Getting anyone expelled is the furthest thing from my mind. I'm more concerned about my boys being exposed to this type of behavior from their classmates and thinking that's a part of 'school'. I don't want them being accused of doing anything considered "sexual" towards anyone , especially because they are telling me about it and know that it's not right. I'm also concerned for these little girls (I have a daughter) and I want their parents to know so that they can teach them that's it's wrong. They are just doing what they see and need to be taught what's appropriate and not.

Dontfeedthetrolls's picture

What's upsetting is if this were gender reversed you could be looking at all sorts of issues.

This is a big deal because it is teaching the boys that this is ok.

Body autonomy isn't just for girls.

Focused_onourlife's picture

Exactly

Focused_onourlife's picture

Exactly

oneoffour's picture

Dontfeedthetrolls is right. If your son had done this to some girl he could find himself expelled. I do not care if they see this stuff on TV. It is NOT appropriate. Are we going to lower our behavior to the lowest common denominator?
Until you get to the bottom of it I would get your son to sit next to someone else so this girl isn't able to get to him. And these girls need to lay off the boys. Time to teach your son how to get away from awkward situations.

Focused_onourlife's picture

I did send the teacher a note asking her to call me when she is free today. I will ask about the seating arrangement, thanks!

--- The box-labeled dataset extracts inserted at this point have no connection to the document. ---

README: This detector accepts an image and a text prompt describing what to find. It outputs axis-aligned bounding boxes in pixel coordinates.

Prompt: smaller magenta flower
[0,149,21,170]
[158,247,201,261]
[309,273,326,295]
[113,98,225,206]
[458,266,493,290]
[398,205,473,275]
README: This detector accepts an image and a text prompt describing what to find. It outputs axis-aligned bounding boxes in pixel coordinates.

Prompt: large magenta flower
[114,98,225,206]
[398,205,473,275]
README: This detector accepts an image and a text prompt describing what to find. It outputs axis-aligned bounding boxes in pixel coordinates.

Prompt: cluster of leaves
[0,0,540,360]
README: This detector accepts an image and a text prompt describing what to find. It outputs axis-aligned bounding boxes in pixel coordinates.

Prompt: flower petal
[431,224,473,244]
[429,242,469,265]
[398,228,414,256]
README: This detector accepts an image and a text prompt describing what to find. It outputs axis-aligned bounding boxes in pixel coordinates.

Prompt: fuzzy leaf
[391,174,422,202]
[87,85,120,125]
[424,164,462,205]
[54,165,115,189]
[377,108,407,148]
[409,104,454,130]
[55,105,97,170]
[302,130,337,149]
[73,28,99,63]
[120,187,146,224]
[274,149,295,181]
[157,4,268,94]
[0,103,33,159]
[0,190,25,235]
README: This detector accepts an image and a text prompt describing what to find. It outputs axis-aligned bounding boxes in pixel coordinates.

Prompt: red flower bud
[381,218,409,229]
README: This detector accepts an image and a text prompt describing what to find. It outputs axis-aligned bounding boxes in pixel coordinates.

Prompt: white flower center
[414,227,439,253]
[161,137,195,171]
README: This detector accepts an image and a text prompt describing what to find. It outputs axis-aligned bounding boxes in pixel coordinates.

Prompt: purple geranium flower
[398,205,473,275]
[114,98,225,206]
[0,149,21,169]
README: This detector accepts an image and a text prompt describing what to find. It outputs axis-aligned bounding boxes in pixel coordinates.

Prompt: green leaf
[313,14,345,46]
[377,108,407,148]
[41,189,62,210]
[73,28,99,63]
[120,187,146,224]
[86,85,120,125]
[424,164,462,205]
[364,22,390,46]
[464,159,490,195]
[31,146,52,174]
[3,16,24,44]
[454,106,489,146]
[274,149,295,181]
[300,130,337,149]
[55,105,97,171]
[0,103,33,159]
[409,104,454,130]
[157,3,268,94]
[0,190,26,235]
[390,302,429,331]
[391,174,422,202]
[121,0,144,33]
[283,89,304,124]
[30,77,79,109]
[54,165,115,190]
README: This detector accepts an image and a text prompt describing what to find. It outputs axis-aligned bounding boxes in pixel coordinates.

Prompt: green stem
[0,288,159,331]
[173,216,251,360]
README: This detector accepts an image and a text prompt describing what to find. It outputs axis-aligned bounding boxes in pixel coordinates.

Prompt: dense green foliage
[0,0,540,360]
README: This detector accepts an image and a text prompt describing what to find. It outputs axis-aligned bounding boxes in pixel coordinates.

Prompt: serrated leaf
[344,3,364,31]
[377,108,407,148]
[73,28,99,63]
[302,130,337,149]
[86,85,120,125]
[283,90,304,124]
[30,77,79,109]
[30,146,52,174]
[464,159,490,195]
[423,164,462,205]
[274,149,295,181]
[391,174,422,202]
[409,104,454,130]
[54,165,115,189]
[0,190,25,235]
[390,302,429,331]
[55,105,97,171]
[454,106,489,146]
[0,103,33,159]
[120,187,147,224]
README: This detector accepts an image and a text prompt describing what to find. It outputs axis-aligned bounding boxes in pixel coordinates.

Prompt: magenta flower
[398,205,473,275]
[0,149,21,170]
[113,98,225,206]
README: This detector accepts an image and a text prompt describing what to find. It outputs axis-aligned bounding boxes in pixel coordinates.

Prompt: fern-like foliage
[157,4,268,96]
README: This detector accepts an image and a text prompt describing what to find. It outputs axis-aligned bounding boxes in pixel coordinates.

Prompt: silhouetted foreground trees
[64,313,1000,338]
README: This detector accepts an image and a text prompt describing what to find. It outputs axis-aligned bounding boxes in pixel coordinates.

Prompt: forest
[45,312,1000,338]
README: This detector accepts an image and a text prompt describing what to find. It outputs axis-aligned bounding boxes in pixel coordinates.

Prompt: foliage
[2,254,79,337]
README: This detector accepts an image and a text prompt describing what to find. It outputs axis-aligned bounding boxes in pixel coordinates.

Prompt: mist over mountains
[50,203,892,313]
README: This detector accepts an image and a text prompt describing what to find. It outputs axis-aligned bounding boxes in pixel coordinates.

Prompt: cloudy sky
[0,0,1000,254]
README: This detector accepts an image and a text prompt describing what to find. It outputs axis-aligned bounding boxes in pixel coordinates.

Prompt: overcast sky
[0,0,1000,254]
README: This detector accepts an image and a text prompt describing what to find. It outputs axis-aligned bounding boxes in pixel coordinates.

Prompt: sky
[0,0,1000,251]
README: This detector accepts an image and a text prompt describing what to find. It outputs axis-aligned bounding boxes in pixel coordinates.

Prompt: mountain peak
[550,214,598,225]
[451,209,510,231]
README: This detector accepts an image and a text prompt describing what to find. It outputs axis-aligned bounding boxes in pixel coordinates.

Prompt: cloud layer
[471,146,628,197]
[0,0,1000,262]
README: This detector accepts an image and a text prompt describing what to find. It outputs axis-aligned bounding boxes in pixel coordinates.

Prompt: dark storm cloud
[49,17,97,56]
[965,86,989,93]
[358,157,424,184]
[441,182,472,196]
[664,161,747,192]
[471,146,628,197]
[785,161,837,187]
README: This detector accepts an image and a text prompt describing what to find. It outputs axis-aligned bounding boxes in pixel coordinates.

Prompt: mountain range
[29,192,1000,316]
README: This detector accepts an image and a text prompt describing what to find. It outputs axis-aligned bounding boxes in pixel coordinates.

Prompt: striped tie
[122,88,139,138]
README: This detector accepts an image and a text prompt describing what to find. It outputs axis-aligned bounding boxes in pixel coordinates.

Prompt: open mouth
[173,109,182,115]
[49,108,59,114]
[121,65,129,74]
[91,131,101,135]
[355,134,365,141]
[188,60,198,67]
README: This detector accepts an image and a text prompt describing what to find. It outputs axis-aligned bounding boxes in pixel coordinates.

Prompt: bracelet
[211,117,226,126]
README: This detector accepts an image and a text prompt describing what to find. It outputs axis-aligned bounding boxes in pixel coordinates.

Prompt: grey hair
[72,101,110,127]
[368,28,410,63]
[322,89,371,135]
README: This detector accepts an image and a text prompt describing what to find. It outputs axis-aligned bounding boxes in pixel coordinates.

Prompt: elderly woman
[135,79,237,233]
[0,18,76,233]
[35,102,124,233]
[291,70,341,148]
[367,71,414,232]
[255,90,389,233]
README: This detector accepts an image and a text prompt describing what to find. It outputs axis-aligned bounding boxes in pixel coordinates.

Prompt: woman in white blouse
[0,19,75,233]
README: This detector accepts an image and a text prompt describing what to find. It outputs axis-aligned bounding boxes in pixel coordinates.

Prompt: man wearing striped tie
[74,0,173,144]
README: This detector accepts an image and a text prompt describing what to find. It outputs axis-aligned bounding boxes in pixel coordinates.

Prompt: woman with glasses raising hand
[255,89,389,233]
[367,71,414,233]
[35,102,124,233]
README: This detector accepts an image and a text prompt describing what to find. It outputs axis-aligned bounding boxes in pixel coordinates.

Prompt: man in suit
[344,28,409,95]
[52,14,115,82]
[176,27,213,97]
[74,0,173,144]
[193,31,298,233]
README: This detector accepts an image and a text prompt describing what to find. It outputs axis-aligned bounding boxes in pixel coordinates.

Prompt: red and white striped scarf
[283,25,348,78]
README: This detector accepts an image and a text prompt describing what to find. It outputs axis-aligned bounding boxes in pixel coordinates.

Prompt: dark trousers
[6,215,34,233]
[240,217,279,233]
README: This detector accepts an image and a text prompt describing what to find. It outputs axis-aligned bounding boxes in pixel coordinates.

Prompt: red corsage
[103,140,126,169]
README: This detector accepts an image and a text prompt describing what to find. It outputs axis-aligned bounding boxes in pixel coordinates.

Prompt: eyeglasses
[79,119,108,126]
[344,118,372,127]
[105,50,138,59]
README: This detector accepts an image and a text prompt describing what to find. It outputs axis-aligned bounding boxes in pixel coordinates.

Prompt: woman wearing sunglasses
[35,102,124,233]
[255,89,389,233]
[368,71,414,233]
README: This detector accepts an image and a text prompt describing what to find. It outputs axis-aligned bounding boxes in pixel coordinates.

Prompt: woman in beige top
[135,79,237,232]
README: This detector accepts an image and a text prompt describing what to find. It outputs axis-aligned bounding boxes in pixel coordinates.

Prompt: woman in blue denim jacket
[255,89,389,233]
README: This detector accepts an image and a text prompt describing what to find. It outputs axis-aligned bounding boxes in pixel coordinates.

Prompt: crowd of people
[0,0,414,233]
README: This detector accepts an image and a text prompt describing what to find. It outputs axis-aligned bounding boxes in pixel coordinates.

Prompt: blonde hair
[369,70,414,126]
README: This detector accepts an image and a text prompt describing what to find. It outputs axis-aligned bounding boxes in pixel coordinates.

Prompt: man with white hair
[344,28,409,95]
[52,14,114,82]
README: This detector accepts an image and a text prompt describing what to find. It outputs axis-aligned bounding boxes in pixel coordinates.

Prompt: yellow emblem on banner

"Time to teach your son how to get away from awkward situations". Yep I agree, though not the topic I wanted to start with but a good example at the same time.

BethAnne's picture

I would talk to the teacher. If more than one child is acting inappropriately then it is likely that the school is doing little to discourage it and teach the children about how to respect each other in general.

Focused_onourlife's picture

I will be getting a call from the teacher today, hopefully. I wondered that myself, like where are these "kisses" taking place and are the girls/boys arranging to do this.

Acratopotes's picture

It the rolls were reversed your son would've been in major shit... thus I will not leave this, I will file an official complaint and tell the school directly, this is sexual harassment, either they start teaching the kids or you will file charges

ESMOD's picture

I would be concerned that somehow it could be twisted around that your boys are the aggressors. I would definitely not drop this. Because you don't want to have the bus driver see your son with a girl's head in his lap. Then the girl lies and says he put it there? Nope.. don't let this go. I am not saying the girls need to be expelled, but all the kids need to be reminded that they don't touch others without permission and even then, certain touches are not school appropriate.. like kissing.

ProbablyAlreadyInsane's picture

I legit didn't even care about dating until high school... And even then I had no interest of "hooking up" or "making out" or even kissing tbh... So it always shocks me when you have little 7 and 8 year olds doing that... I taught 5th grade for a bit.. They were SUPER concerned with finding a valentine and who was in love with who... I don't get why kids are in such a hurry to grow up...

You should keep investigating and contact people... I don't want your kid getting in trouble because girls have for some reason decided to adult in elementary school. Keep us updated!

still learning's picture

You're in big trouble if the girls are already after him. Guess it's time to start "the talk." It won't be long until he'll be welcoming the advances.